Voter cynicism and apathy are at an all-time high, and as such we can expect the unexpected come November. Those Middle American Radicals whom Sam Francis has been writing about will either revolt at the polls or sit at home, disgusted. Thus far, during the primary season, someone has been staying home, since turnout has been abysmal. If this is an indicator of turnout during the general elections, then November 3 could be transformed into a grand opportunity for sensible people to seize the day.

Historically, low voter turnout presents ideal opportunities to win elections. Special interest groups and PACs have recognized this for some time. Because election outcomes are being determined by a dwindling number of citizens, those who do vote exercise disproportionate power. For example, in a typical U.S. congressional election, only 35 percent of the potential electorate votes. A mere 19 percent votes for the majority party, effectively sealing the fate of the congressional agenda for the entire nation.

In 1984, only 68 percent of eligible voters bothered to register to vote and only 53 percent actually cast ballots in the presidential election. Taken one step further, only 58 percent voted for the victor, President Ronald Reagan. The bottom line: a mere 31 percent of the eligible electorate voted for the man who would become a catalyst for the collapse of Soviet communism and begin recasting the U.S. Supreme Court. Turnout fell again in 1988—to just 50.2 percent of the voting-age population. In 1986, a handful of Republican U.S. Senators lost by such meager margins that, if only fifty thousand more people had voted for them, the Republicans would not have lost control of the U.S. Senate. Put simply, a relatively small number of organized, dedicated citizens can exercise enormous electoral power.

It is helpful to look at electoral “campaigns” in military terms. The map of an election can then be broken down into smaller components of battle zones—in this case, the precincts—which determine the outcome of the larger campaign. History is replete with examples of U.S. elections won by a mere one or two votes per precinct. Textbook examples on the presidential level in the 20th century include the razor-thin victories of Woodrow Wilson, Harry Truman, and John F. Kennedy in one or two critical states by a margin of one vote or less per precinct. In 1978, Virginia Senator John Warner won his first election by less than two votes per precinct statewide against a popular opponent. Many state legislative contests in Virginia subsequently have been decided by even smaller margins—by no more than 32 votes for an entire district. A single Sunday congregation could therefore swing such an election.
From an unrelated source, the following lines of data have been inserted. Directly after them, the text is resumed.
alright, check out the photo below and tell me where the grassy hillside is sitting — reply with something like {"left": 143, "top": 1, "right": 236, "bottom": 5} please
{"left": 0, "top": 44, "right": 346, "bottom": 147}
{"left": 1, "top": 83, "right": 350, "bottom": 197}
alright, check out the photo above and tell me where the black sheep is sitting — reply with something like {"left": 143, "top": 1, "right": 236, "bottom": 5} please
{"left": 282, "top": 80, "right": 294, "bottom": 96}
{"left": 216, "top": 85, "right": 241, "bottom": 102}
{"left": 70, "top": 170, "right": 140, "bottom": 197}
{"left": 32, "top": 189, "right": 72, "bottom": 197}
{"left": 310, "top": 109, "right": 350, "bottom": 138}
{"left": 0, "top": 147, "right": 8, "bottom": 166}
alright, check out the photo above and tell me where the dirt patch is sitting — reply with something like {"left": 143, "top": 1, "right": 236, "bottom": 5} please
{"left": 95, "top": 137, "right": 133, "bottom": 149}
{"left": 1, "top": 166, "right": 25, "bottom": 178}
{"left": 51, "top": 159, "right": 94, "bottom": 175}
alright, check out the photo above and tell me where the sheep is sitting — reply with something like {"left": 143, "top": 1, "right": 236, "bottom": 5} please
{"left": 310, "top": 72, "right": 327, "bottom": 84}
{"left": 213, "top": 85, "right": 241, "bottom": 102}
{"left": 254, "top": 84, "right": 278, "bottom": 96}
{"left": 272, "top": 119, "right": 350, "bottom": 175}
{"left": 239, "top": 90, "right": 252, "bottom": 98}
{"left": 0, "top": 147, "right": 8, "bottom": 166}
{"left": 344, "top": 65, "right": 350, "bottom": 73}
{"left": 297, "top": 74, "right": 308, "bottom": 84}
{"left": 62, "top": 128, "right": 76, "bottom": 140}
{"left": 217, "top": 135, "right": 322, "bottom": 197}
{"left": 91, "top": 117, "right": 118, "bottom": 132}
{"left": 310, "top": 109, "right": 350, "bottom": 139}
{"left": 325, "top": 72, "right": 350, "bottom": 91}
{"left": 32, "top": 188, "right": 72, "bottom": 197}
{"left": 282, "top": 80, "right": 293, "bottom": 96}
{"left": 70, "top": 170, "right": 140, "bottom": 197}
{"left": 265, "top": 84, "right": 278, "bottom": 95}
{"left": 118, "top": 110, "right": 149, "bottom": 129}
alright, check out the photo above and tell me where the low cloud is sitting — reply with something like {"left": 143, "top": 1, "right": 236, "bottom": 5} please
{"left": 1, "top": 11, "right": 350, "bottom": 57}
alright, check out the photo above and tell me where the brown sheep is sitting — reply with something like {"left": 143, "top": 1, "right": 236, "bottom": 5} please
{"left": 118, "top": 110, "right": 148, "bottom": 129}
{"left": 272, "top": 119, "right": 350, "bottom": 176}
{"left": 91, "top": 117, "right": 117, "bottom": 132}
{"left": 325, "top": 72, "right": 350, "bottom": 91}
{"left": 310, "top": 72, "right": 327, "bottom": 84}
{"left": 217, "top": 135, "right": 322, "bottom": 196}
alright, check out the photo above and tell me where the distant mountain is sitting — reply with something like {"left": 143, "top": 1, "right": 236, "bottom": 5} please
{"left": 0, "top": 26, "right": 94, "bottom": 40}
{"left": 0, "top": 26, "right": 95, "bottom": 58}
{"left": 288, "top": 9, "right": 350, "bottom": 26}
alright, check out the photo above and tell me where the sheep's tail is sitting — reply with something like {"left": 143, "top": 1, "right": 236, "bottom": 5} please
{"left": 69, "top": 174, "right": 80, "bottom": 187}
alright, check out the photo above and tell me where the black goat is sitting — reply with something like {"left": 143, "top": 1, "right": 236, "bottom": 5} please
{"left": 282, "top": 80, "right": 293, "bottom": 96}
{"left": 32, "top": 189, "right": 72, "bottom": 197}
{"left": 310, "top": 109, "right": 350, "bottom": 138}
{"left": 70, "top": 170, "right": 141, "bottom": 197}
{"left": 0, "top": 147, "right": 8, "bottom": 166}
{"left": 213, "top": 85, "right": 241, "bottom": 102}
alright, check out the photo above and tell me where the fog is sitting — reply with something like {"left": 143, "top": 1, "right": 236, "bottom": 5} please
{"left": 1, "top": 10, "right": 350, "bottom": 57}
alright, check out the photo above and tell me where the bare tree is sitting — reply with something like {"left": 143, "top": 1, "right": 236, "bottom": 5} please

The 1989 Virginia gubernatorial race is a prime example. Former Attorney General Marshall Coleman (whose policy advisors had impeccable conservative credentials) was defeated by Lieutenant Governor Douglas Wilder, a social liberal and born-again fiscal moderate. The Coleman defeat came on the heels of a last-minute Washington Post poll that predicted a wide margin of defeat, which so demoralized efforts to get out the vote that some coalition members simply gave up. The poll was wrong: after a recount, the margin of defeat was approximately two votes per precinct statewide, an avoidable loss.

Just last year, following a brutal, also demoralizing redistricting session, two Virginia House of Delegates contests ended in a tie and a near tie. After recounts, the declared winners abruptly were declared the losers by seven-vote and one-vote margins. Several other contests were almost as close, and a record number of powerful Virginia Senate incumbents were unexpectedly ousted. Some losing challengers complained that had they realized how close the outcomes would be, they would have given that final push to turn out the last thirty or fifty votes. (By the way, the changes had an impact in the legislature: for the first time in Virginia history, the General Assembly voted to override a gubernatorial veto.)

As in military campaigns with comparably matched troops, morale becomes the decisive factor in low turn-out elections. Fatalism, dire self-fulfilling polls, and low morale can transform a victory into a defeat. It is a concrete and mundane but essential realization: in this era of voter apathy, it is the shared act of bringing (literally) one more like-minded person to the polls in each neighborhood that can determine whether a good or bad candidate wins on election day. Voting and community politicking may not be glamorous, but the battle is waged on many fronts.